Erik Christianson, an NCAA spokesman, said Wednesday that association officials were "surprised, frankly," by the lawsuit, since recent changes in NCAA rules allow  Division I colleges to supplement athletic scholarships with institutional or other financial aid, including Pell Grant money, that is not based on athletic skill, and permit athletes to work part time. "When you take all that into consideration, we think these claims really don't have any merit."

More importantly, the lawsuit ignores the NCAA's right to "determine what's covered in a scholarship and, broadly, to enact its own rules," said Christianson. "Our members have spoken about where they believe these limits should be."

Although the NCAA has on numerous occasions successfully defended its members' right to set their own rules, especially on issues related to athletes and competitive measures, it has been vulnerable in several recent cases to federal antitrust challenges, particularly related to its business practices. (Most notably, the association paid $54.5 million in 1999 to settle a lawsuit brought by a category of assistant coaches whose pay its members had voted to restrict.)

It is for precisely that reason that the lawyers behind the lawsuit filed Friday -- who have a strong track record in antitrust cases -- have framed their case the way they have, several legal experts said, and why they have a reasonable shot at succeeding.

"This is a well conceived challenge," said Paul H. Haagen, a law professor at Duke University. Added C. Peter Goplerud III, dean of Florida Coastal School of Law: "If I'm sitting in Indianapolis right now," he said, referring to NCAA headquarters, "I'm guessing I'm hearing some concern."

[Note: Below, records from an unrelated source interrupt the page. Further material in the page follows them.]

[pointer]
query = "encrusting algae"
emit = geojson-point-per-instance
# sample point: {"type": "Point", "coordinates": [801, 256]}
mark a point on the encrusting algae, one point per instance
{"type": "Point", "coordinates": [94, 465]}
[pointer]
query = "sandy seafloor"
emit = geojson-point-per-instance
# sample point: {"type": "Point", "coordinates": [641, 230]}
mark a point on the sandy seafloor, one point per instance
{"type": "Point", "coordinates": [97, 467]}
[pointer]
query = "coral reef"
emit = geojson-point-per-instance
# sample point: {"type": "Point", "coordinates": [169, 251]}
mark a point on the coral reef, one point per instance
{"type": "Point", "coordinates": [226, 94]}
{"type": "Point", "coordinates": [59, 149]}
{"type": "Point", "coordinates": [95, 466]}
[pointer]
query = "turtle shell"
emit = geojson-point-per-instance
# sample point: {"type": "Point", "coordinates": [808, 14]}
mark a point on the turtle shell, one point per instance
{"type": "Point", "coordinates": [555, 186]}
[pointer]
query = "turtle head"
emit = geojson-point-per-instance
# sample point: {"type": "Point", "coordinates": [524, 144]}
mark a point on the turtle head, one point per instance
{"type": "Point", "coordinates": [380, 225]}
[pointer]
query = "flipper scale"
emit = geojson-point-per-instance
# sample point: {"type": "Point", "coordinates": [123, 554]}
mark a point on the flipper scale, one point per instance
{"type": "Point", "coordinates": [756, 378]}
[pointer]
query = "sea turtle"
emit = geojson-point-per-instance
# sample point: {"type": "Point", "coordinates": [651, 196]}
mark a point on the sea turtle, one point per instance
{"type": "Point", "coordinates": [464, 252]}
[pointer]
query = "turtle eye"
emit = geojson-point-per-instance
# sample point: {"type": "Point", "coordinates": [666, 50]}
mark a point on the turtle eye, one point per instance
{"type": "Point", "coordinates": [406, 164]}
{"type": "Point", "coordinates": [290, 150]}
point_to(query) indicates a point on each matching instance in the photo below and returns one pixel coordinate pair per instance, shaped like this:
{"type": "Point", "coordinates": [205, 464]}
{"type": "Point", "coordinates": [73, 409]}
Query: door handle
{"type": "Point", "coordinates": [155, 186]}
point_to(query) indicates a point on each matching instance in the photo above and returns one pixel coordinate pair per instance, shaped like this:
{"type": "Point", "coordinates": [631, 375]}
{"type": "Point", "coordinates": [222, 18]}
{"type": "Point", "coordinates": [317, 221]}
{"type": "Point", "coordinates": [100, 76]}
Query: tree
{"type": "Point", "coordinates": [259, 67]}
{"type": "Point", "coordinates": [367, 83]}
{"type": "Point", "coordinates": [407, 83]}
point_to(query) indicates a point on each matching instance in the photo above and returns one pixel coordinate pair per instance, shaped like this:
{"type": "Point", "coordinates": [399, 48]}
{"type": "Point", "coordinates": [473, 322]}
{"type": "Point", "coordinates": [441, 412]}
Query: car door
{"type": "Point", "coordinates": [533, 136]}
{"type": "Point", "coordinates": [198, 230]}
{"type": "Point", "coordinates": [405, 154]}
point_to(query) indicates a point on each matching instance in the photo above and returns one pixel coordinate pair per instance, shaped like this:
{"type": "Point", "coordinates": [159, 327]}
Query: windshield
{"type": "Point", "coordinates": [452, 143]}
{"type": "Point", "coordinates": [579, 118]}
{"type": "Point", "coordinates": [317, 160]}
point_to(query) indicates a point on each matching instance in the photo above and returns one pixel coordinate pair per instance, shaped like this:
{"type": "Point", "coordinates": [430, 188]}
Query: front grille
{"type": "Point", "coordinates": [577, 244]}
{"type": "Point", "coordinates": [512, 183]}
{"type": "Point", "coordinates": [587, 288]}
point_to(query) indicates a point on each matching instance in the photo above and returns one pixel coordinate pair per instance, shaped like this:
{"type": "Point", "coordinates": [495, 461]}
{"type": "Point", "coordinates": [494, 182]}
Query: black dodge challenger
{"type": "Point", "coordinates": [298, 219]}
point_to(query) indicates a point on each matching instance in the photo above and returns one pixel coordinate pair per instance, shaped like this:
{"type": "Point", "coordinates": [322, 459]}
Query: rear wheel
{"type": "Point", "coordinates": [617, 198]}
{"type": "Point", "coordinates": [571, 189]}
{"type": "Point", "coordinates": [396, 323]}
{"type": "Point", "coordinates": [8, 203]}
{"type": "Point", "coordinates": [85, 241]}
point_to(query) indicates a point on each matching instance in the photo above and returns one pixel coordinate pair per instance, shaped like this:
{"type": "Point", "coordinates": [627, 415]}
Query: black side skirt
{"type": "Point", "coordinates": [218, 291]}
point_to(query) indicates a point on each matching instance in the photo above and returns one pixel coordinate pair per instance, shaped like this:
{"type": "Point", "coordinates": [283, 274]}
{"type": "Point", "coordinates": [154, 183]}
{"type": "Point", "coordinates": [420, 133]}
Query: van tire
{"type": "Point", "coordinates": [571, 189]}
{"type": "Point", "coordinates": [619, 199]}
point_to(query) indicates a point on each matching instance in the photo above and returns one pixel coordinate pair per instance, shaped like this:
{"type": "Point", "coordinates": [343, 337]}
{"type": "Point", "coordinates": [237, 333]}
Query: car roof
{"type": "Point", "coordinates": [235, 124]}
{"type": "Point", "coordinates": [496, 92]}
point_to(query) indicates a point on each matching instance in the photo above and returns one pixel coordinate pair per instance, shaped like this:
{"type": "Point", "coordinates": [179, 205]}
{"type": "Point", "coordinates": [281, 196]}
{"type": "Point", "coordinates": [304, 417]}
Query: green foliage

That's because lawyers for the plaintiffs -- a former University of San Francisco basketball player and Stanford and University of California at Los Angeles football players -- have crafted the lawsuit to make it harder for the NCAA to argue that it needs the scholarship restriction to sustain the amateur nature of college sports, which courts have traditionally seen as the NCAA's strongest and most persuasive argument for rules that might otherwise be seen as limiting competition or individual rights. Under federal antitrust laws, defendants typically are required to show a "procompetitive" reason for engaging in a practice that in some other way limits competition.

Any attempt to seek stipends or other payments over and above that a normal student might get, Haagen said, would open the door to an NCAA argument that such a move would professionalize college sports, and probably doom it from an antitrust standpoint. Instead, the lawsuit filed last week argues that restricting the value of athletic scholarships is a "cost containment mechanism that enables the NCAA and its member institutions to preserve more of the benefits of their enterprise for themselves." To back up that argument, the legal complaint cites a 2003 statement in which the NCAA's president, Myles Brand, said he favored the idea of increasing the value of a scholarship to the full cost of attendance.

In years past, efforts to increase what colleges provide to athletes or spend on other have usually been defeated on the grounds of what in NCAA parlance is known as "competitive equity": the idea that without limits on spending, wealthier sports programs would be able to outspend their smaller peers and ultimately run them into the ground, decreasing the competitiveness of the market.

"The NCAA's strongest argument is going to be to say that this is their only way of maintaining a level playing field in terms of athletic recruitment," said Goplerud of Florida Coastal. "The idea is to prevent the Ohio States and Michigans from going hog wild crazy and saying that the true cost of attendance at their schools is 15 times that of Miami of Ohio and Marshall."

But courts rejected arguments along those lines in the case involving the assistant coaches' pay, and lawyers for the athletes involved argue, to the contrary, that eliminating the limitation on the value of scholarships would actually increase competition among NCAA members in ways that would benefit those who now benefit the least: the athletes.